In L’Engle’s A Wrinkle In Time, Aunt Beast and her planet particularly fascinate me. Meg’s attempt to explain “seeing” to Aunt Beast and Aunt Beast’s subsequent conclusion that “It must be a very limiting thing, this seeing” (174) seems to me incredibly significant. The notion of seeing as limiting is completely counterintuitive and, indeed, almost unbelievable. Yet it is on this hazy planet where Meg is finally able to “see” the truth about herself (“I wanted you to do it all for me. I wanted everything to be all easy and simple … because I was scared [191]) as well as the true way to save Charles Wallace (… it has to be me. it can’t be anyone else. I don’t understand Charles, but he understands me [187]). Indeed, Meg must journey to a planet where vision does not exist to ultimately see the truth.

The creatures themselves are also striking. Physically, they are rather unattractive: “They were the same dull gray color as the flowers … [their] fingers were long waving tentacles …” (167). Yet their beings – that which they stand for – completely counteract their appearances. Indeed, though “the creatures on Uriel had seemed far more than human faces” and though those on Camazotz are human, it is these unattractive creatures that offer the most help and the most insight. It is they who facilitate the novel’s turning point. They epitomize the axiom “don’t judge a book by its cover.”

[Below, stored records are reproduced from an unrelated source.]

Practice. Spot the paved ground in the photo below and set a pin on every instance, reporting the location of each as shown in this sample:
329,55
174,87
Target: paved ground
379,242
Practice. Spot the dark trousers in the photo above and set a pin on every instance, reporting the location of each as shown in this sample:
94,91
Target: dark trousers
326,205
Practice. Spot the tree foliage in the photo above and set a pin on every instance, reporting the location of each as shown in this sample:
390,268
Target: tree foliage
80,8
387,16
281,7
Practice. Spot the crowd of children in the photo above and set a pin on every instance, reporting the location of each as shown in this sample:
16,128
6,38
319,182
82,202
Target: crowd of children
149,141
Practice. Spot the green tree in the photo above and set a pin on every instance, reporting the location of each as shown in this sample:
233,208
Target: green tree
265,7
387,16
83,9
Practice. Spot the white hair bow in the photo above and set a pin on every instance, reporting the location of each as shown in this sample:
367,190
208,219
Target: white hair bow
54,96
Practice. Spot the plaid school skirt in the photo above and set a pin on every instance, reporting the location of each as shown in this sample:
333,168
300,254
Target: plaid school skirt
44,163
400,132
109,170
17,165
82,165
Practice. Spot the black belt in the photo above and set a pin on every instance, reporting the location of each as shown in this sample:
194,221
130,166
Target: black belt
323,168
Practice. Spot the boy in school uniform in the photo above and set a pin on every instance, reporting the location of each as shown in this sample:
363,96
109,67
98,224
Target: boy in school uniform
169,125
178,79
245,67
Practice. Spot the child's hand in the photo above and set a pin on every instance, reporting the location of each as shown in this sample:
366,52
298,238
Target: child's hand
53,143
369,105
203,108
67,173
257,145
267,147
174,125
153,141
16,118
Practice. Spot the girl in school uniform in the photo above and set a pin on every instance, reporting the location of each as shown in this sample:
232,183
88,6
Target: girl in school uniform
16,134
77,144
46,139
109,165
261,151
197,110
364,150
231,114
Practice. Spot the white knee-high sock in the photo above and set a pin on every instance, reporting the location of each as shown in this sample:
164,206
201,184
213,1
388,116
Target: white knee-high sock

Aunt Beast states “We do not know what things look like, as you say … We know what things are like” (174). Here, she reveals one of the fundamental problems with vision: it is that which allows us to judge others. Vision allows us to develop preconceived notions based on superficial differences and vision allows us to stereotype. On Ixchel, however, where truth is based on feeling and knowing we encounter perhaps the most lovely and sympathetic creatures in the entire novel – creatures that are capable of healing.

Aunt Beast also tells Meg “We look not at the things which are what you would call seen, but at the things which are not seen. For the things which are seen are temporal. But the things which are not seen are eternal” (179). This statement offers perhaps the most useful advice in the entire novel: look to the unseen for truth. Do not settle for apparent truths. This entire chapter beautifully exposes one of the recurring themes in our class: the difference between apparent truth and actual truth; the difference between appearance and reality.

While tutoring the other day, one of the students was trying to recall my full name. They know me as “Miss Katie” but I had told them the week before that my real name was Katherine. A new girl walked up and asked what the student was doing and he said, “I’m trying to remember what she’s called.” The new girl ventured a guess: “The white chick!” This made sense, considering the majority of the students I work with are African American. I smiled and told her my real name.

This incident reminded me how truly pervasive a role skin color plays in characterizing a person. To my student, I was not Katie; I was my skin color first and I was a “chick” second. This seems to me exactly what Aunt Beast was talking about when she postulated that seeing was limiting. As long as we can see, people will always be limited by the stereotypes surrounding their physical and social conditions – at least initially. Because we can see, we must work twice as hard to “know what things are like” as the inhabitants of Ixchel do.